17.05, kemacetan menjadikan satu satunya tontonan, selain sebuah simbol kota yang menjulang tinggi didekatnya, aku ingin sendiri meresonansi tiap kejadian yang tak bisa disesali tapi cukup untuk dipertanyakan. Apa yang sebenarnya terjadi minggu lalu? Bagaimana bisa aku menyetubuhi Alfia setelah mengucap janji kepada Dini? Lamunanku tiba tiba buyar, dua orang yang sedang kupikirkan tiba-tiba saja datang, memang sebuah kesalahan menyendiri di tempat yang terlalu sering kudatangi, tapi kenapa mereka bisa datang bersamaan?
Alfia: "Hey" Sapanya terlebih dahulu dan Dini berada dibelakangnya diam dan menahan sisa amarah.
Aku: "Eh, Halo Fia, Dini." Jawabku kikuk.
Alfia: "Jadi gini Van, saya udah ngobrol sama Dini pas kamu gabisa kita hubungi" ucap Alfia yang sedari tadi sudah memposisikan diri dihadapanku, di ikuti Dini yang duduk disebelahnya.
Aku: "Maksudnya?" Jawabku sedikit bingung dengan ucapannya barusan.
Dini: "Gue udah tau, alasan kenapa lu bisa gitu sama Fia." Aku tak mampu menatap Dini saat ia berbicara begitu.
Alfia: "Iya Van, saya udah jelasin semuanya ke Dini, dan dia sepertinya mengerti.
Aku: "Saya yang ga ngerti."
Alfia: "Waktu itu emang karena kondisi saya kalut, dan juga sudah lama ga begitu sama mantan saya, dan yang bikin saya nyaman saat itu kamu Van"

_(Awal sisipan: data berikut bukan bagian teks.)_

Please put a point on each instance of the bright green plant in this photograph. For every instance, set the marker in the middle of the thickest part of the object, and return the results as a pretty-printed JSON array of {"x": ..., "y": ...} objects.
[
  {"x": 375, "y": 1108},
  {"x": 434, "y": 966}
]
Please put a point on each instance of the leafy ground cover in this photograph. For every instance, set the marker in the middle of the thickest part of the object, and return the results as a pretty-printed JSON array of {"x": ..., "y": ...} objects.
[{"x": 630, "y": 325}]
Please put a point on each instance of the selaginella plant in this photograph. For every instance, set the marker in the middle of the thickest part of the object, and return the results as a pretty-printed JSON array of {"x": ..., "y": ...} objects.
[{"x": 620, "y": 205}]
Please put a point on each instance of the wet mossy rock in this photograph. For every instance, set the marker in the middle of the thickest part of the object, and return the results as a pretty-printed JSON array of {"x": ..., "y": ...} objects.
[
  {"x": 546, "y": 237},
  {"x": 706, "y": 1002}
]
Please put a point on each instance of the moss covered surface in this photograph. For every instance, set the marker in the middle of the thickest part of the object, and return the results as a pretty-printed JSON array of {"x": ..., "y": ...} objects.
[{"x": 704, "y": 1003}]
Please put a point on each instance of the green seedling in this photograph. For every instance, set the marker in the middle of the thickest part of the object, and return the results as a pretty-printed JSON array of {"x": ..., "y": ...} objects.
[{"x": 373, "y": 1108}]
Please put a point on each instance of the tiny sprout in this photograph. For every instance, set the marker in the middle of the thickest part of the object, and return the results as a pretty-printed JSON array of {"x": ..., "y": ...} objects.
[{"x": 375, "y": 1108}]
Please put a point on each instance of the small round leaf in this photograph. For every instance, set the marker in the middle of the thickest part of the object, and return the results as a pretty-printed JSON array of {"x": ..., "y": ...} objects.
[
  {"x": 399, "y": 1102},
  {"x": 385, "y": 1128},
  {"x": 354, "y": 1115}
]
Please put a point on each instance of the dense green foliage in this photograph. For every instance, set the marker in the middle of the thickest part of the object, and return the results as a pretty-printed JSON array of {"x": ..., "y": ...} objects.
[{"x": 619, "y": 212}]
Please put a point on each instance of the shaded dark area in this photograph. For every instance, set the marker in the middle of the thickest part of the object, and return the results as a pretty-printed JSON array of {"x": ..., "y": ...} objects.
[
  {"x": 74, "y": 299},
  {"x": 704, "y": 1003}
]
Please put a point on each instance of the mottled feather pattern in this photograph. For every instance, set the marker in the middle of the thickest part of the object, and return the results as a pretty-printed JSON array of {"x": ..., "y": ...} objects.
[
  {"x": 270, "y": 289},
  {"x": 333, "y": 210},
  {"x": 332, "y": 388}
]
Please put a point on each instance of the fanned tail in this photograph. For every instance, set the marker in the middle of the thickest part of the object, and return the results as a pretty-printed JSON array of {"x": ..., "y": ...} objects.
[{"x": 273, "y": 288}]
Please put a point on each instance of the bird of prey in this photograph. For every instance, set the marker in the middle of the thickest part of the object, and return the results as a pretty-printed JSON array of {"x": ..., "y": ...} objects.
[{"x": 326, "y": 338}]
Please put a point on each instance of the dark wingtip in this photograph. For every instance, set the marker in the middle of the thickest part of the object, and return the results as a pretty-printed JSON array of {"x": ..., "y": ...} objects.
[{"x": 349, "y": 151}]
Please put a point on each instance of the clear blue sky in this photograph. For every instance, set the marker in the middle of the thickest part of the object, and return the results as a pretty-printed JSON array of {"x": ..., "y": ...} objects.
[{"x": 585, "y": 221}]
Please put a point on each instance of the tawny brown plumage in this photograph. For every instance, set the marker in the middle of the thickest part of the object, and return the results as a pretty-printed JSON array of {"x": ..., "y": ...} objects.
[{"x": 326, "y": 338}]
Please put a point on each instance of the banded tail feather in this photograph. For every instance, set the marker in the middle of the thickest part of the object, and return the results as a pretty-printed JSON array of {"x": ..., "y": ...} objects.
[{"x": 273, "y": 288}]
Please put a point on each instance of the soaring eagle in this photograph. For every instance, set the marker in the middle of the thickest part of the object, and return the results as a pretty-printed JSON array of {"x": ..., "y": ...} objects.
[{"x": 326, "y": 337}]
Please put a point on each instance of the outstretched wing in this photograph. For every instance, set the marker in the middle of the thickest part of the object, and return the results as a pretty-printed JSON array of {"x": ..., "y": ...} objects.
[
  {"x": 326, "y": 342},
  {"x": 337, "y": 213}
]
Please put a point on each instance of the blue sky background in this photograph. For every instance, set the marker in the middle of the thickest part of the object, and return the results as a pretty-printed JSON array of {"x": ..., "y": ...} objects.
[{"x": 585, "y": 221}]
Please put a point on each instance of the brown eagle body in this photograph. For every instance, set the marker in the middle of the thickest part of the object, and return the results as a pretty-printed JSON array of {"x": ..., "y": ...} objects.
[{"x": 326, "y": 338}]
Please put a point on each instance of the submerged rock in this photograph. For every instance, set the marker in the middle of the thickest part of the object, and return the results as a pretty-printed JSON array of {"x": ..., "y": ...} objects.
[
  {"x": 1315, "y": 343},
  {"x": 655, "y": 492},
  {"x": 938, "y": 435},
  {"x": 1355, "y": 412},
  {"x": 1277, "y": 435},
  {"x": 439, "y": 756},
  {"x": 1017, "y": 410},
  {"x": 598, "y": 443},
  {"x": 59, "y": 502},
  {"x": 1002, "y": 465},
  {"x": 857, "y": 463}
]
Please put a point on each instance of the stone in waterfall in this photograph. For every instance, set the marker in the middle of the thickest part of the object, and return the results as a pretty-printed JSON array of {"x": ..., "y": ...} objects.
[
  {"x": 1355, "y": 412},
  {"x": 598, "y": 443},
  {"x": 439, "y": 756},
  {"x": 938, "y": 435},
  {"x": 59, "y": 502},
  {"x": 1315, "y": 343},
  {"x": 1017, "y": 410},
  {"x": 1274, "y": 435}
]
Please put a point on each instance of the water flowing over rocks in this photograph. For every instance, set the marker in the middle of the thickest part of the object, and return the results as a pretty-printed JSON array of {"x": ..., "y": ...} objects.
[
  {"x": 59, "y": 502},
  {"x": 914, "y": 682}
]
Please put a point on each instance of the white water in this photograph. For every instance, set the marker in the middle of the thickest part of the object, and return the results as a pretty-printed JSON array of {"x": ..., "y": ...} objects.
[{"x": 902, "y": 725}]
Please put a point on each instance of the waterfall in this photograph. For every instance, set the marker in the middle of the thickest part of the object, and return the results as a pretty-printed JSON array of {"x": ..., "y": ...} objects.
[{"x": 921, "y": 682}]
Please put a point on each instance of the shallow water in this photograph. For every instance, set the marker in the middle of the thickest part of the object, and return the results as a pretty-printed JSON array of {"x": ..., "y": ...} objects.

Aku: "Oke, terus kenapa bawa-bawa Dini?"
Alfia: "Kalian dekat, saya ga enak, karena Dini ngeliat saya serasa musuhin banget, dan kamu jadi hilang semenjak itu."
Dini: "Udah deh Van, lu gausah mempersulit, tinggal pilih aja gue apa dia?"
Aku: "Kok maen milih-milih aja emang kalian barang apa?"
Dini: "Jujur aja gua gasuka sama dia, kalo bukan karena pengen bikin semua ini clear gua gamau ketemu sama dia"
Aku: "Udah-udah gausah kaya gitulah Din, kita udah lama tapi ga bisa selamanya" sambil menatap Dini
Aku: "Buat kamu juga Fia, kita bisa lama tapi gabisa selamanya, saya aja belum tau status kamu apa dan obrolan kalian apa."
Alfia: "Sorry Van."
Dini: "Gua ga maksud nyudutin lo, cuma gua pengen jelas, lo mau sama siapa itu aja." Dini memang keras wataknya dan tak bisa dipungkiri itu yang kukagumi dari dia.
Aku: "Kalo kalian sadar kenapa gua ngejauh karena gua ga pengen milih siapapun diantara kalian."
Dini: "Ga bisa gitu dong Van, lo ga bisa ngembat kita berdua seenak dan sesuka lo, lo harus milih.
Aku: "Karena gua ga ada niat buat ngembat siapapun diantara kalian mangkanya gua ga milih, lo kira enak apa harus terlibat di kejadian kaya gini? Yang ngerasain ga enak bukan cuma kalian, gua juga." sanggahku sedikit emosi. Lalu hening.
Hening menjadi akhir percakapan kami bertiga, tanpa solusi, hanya memanaskan sesuatu yang telah mereda. Sesaat riuh dalam keheningan yang ku ciptakan sore itu, lalu riuh karena kedatangan mereka berdua dan kembali hening. Bukankah rasa sunyi setelah riuh yang hilang adalah sunyi yang membunuh?